The central bank has assumed the accommodative monetary policy stance for more than a decade following the 2008 global financial crisis. BoB has been cutting the rate since it reached an all-time high of 15.5 percent in June 2008. The current 4.25 percent reached in April marks a historic record low in the country’s modern banking history. In general, as interest rates are reduced, more people are able to borrow more money. The result is that consumers have more money to spend, causing the economy to grow and inflation to increase.

However, inflation has remained stubbornly low, sparking debate over the effectiveness of the central bank’s accommodative policy in stimulating domestic demand and  jumpstarting the economy. The monthly inflation report released by Statistics Botswana shows that the annual inflation rate in July was 0.9 percent, same rate as June. This is a record low rate since 1975. The low inflationary environment in the country, extends as far as 2011, marked by consecutive annual decreases. The average inflation rate was 2.9 percent in 2019, down from 3.2 percent in 2018 and 3.3 percent in 2017. Furthermore, inflation averaged 1.9 percent in the second quarter of 2020, lower than the average of 2.6 percent in the second quarter of 2019, accounted for by the decrease in domestic fuel prices in April and June 2020.
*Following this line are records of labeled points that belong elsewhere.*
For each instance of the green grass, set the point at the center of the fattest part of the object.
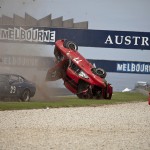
(72, 101)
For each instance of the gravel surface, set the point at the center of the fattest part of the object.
(113, 127)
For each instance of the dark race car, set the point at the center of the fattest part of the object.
(16, 86)
(79, 75)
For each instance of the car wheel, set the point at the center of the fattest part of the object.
(58, 55)
(84, 91)
(71, 45)
(25, 97)
(101, 72)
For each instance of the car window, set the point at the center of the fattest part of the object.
(21, 79)
(3, 78)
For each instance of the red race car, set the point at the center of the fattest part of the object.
(79, 75)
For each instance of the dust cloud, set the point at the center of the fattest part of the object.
(22, 59)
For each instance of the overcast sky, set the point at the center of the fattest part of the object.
(122, 15)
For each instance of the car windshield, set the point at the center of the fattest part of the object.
(3, 78)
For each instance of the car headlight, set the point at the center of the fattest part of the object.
(83, 75)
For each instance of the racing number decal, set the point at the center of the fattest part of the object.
(12, 89)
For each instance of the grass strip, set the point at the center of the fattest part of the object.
(73, 101)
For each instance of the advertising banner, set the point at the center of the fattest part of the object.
(43, 63)
(83, 37)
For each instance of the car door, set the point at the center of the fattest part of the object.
(13, 85)
(4, 85)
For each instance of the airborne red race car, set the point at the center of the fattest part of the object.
(79, 75)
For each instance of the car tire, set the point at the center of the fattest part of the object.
(101, 72)
(25, 96)
(71, 45)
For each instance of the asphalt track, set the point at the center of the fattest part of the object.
(115, 127)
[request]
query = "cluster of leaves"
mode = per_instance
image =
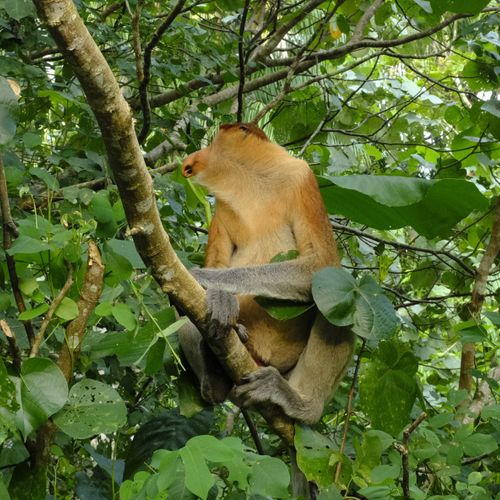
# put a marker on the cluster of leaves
(421, 118)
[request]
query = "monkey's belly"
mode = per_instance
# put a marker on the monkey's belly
(274, 342)
(261, 250)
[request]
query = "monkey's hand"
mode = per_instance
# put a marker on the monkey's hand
(223, 310)
(267, 386)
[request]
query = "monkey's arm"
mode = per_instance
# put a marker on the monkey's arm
(289, 280)
(219, 246)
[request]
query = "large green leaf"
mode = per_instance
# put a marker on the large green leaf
(459, 6)
(17, 9)
(269, 478)
(8, 105)
(44, 390)
(93, 408)
(432, 208)
(344, 302)
(388, 387)
(7, 390)
(199, 479)
(170, 431)
(314, 452)
(130, 347)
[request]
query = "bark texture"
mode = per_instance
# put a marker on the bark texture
(135, 185)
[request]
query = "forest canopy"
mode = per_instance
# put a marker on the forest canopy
(394, 105)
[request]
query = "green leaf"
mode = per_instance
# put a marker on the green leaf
(127, 250)
(34, 313)
(479, 444)
(282, 309)
(100, 207)
(333, 292)
(8, 108)
(459, 6)
(17, 9)
(67, 310)
(50, 181)
(28, 245)
(381, 473)
(199, 479)
(388, 389)
(132, 346)
(491, 411)
(7, 390)
(344, 302)
(169, 431)
(432, 208)
(374, 315)
(92, 408)
(118, 268)
(43, 390)
(313, 455)
(104, 309)
(269, 478)
(124, 315)
(492, 107)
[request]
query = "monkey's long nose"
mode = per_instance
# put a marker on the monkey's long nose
(187, 169)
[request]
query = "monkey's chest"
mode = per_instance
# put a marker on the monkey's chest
(273, 342)
(254, 248)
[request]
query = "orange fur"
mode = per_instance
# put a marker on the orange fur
(268, 202)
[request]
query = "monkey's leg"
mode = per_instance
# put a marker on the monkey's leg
(214, 383)
(311, 382)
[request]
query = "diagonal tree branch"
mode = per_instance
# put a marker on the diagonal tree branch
(135, 186)
(467, 362)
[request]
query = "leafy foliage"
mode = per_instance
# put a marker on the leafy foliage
(399, 118)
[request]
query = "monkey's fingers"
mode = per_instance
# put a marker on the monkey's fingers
(242, 332)
(222, 307)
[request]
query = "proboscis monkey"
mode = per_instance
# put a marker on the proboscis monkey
(267, 203)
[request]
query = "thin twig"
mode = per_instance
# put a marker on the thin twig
(404, 450)
(467, 361)
(253, 431)
(90, 292)
(14, 348)
(404, 246)
(348, 412)
(9, 232)
(52, 309)
(241, 61)
(364, 20)
(144, 82)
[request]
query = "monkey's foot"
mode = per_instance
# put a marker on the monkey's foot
(263, 386)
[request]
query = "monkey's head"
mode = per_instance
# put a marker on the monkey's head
(234, 143)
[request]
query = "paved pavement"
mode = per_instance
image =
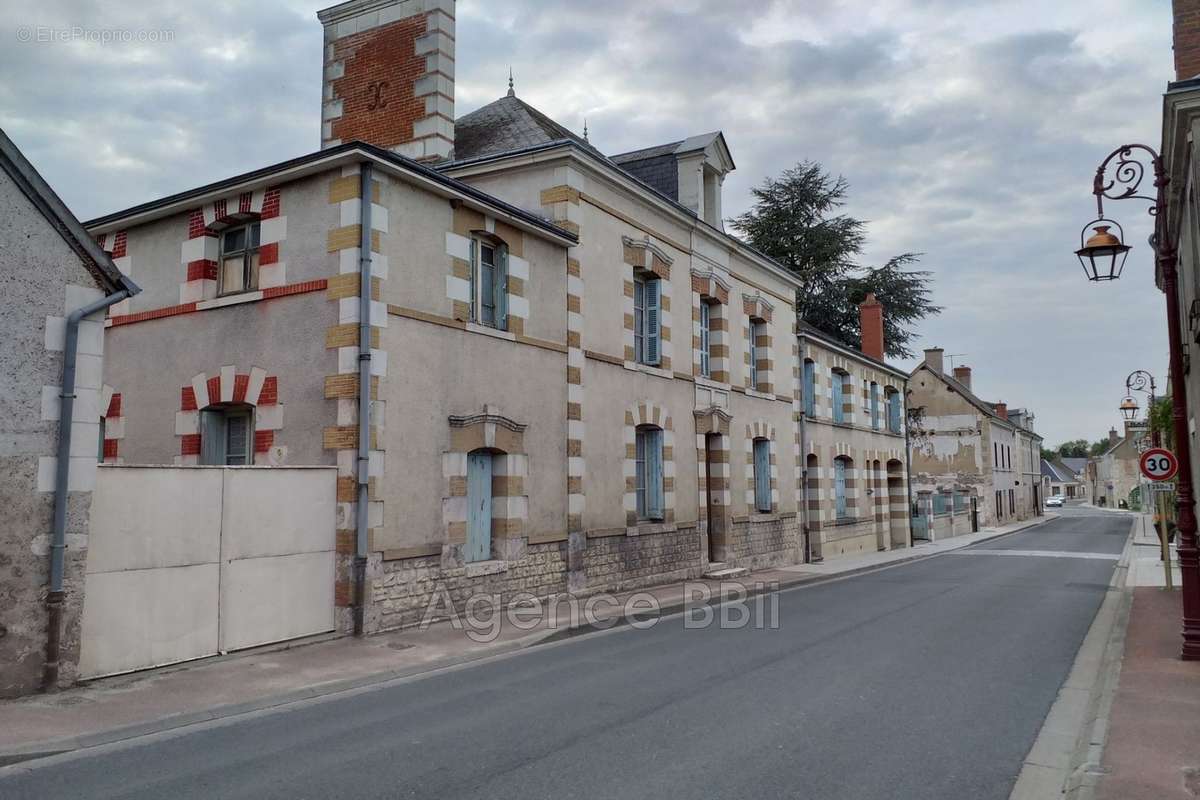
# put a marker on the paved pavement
(927, 680)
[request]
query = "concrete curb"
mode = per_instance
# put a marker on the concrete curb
(1065, 759)
(24, 753)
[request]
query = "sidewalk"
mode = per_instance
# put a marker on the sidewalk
(1153, 743)
(125, 707)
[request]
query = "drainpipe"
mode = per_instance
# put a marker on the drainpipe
(361, 527)
(61, 476)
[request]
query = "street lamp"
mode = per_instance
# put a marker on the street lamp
(1129, 409)
(1102, 259)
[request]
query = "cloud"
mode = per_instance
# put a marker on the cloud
(969, 131)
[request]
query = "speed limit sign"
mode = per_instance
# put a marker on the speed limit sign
(1158, 464)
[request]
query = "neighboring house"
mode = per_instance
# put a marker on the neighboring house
(597, 394)
(1060, 479)
(969, 455)
(1116, 471)
(852, 435)
(49, 268)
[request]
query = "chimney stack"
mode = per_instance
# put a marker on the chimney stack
(389, 76)
(934, 359)
(870, 325)
(1186, 35)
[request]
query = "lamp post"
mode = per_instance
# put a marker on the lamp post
(1103, 257)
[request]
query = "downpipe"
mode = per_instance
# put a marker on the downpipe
(55, 594)
(361, 524)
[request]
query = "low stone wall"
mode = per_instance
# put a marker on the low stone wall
(622, 561)
(406, 588)
(760, 543)
(849, 539)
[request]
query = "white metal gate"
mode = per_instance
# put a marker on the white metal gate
(189, 561)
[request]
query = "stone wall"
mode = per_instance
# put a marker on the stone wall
(621, 563)
(759, 543)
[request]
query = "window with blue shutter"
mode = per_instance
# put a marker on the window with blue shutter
(647, 319)
(810, 389)
(839, 487)
(649, 474)
(762, 475)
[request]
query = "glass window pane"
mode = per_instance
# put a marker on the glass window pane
(232, 278)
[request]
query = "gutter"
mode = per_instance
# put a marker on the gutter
(364, 461)
(61, 479)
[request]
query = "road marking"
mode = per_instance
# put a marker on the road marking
(1054, 554)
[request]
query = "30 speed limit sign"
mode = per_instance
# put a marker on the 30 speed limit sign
(1158, 464)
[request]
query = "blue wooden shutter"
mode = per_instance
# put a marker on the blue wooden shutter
(762, 474)
(810, 389)
(479, 506)
(653, 292)
(213, 437)
(654, 499)
(502, 287)
(839, 487)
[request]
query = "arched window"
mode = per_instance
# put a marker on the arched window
(840, 468)
(227, 434)
(648, 473)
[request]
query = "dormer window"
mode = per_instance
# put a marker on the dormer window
(239, 258)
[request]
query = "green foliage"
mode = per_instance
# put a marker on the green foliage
(797, 221)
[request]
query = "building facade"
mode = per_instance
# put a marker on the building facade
(49, 269)
(852, 435)
(971, 461)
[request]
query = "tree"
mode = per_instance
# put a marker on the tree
(796, 220)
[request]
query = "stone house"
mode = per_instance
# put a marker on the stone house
(852, 435)
(972, 463)
(55, 283)
(537, 368)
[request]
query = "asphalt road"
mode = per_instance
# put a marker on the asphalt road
(927, 680)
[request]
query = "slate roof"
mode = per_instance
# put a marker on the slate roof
(507, 124)
(31, 184)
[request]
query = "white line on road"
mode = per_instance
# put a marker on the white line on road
(1054, 554)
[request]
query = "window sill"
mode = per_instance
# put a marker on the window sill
(495, 332)
(229, 300)
(479, 569)
(658, 372)
(649, 527)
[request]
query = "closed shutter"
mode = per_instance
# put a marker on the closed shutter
(762, 474)
(653, 293)
(502, 288)
(654, 494)
(213, 438)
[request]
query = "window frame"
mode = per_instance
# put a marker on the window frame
(250, 257)
(761, 459)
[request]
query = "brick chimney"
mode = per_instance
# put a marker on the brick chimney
(1186, 30)
(870, 325)
(389, 76)
(934, 359)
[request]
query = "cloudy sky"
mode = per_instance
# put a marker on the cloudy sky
(967, 130)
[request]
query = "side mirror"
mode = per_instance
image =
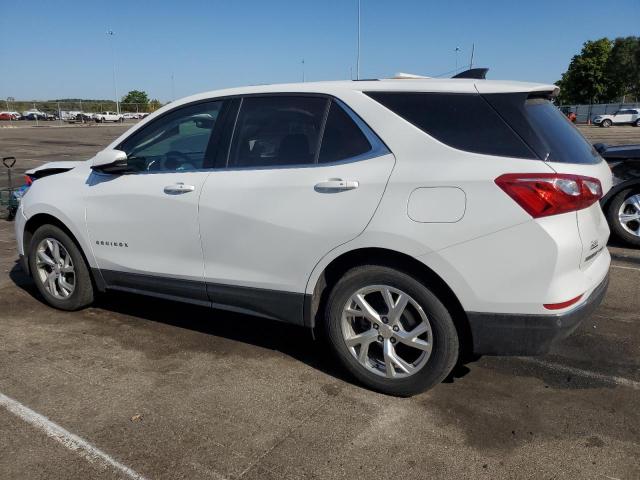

While the lower consumer prices continue to defy the norm of low bank rates, the central bank is confident that inflation is expected to revert to within the 3 – 6 percent objective range in the third quarter of 2021, influenced by the accommodative policy stance and the stimulus to activity derived from government economic recovery and transformation plan (ERTP). The government plans to pump P43 billion in economy through ERTP and the National Development Plan (NDP 11). In addition, inflation  might get a push from the likely increase in international commodity prices, the expected upward adjustment in electricity tariffs, as well as base effects associated with decrease in fuel prices in 2020.